Tunde Agbola, a Grail Movement advocate on radio, throwing more insight into African Traditional Religion which Ifa is part of, says while reflecting the culture of the people, many religions have been distorted and fraught with the shortcoming of having adherents, who limit their interactions with elemental beings. “Something that is common amongst most African religions is that they lay more emphasis on the elemental beings, which is why you hear lord of the forests, lord of fire and the rest, but like other religions, over time the major message is distorted by the followers. When you examine the Grail Message you will see more light on this.”

While there are discordant tunes abut introducing religion into the curriculum of schools, there seems to be a resounding agreement about introducing cultural studies that would help Nigerian students become proficient in their history, so long as it does not have anything to do with religion.

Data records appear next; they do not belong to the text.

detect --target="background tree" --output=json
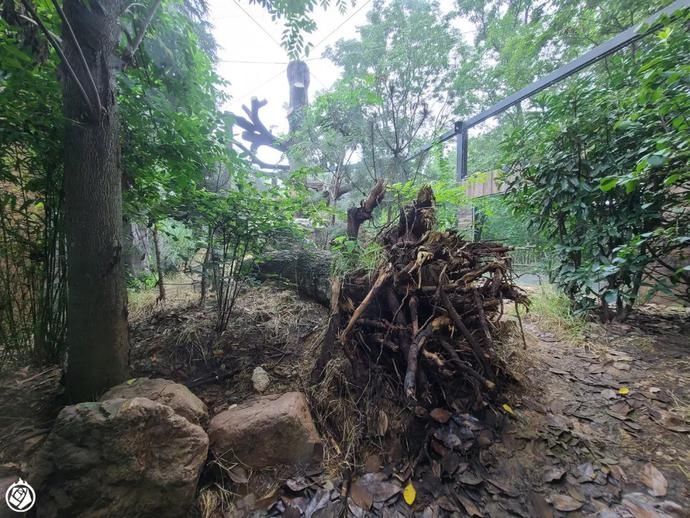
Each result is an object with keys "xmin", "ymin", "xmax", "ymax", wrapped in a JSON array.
[{"xmin": 325, "ymin": 0, "xmax": 457, "ymax": 183}]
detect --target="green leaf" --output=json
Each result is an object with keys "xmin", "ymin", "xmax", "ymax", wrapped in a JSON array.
[{"xmin": 599, "ymin": 177, "xmax": 618, "ymax": 192}]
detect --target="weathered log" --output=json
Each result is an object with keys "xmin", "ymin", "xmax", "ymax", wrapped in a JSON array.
[
  {"xmin": 346, "ymin": 179, "xmax": 386, "ymax": 239},
  {"xmin": 257, "ymin": 247, "xmax": 332, "ymax": 307}
]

In Anambra State, the efforts of the government in making Igbo language regain its pride of place has led to an initiative called ‘Suwakwa Igbo Initiative’, which among other things makes scholarships available to students who excel in Igbo language studies. Already, the government has signed into law a bill to enforce the speaking and writing of Igbo language among Ndigbo in Anambra and Diaspora. The government in view of this, has also stopped administering corporal punishment to students who speak Igbo in schools in the state; and determined to make proficiency in Igbo a prerequisite for employment into the state civil service.

At the National Institute of Cultural Orientation, headed by Dr. Barclays Ayakoroma, the curriculum has also been expanded to accommodate the teaching of local languages during the holidays for students who do not have the ability to speak the language.

While this is commendable, Archie Abia, an artist, said Nigeria will benefit a lot in the study of cultural studies, the type that used to be handed down informally some years back, because African culture is full of morals. “When we were growing up as kids in the village, we were taught the culture, in an informal mode which usually came in the form of folk stories. Essentially these stories teach morals and good values. And that is what the nation needs at this point. If there is a way such can be brought to school, why not?”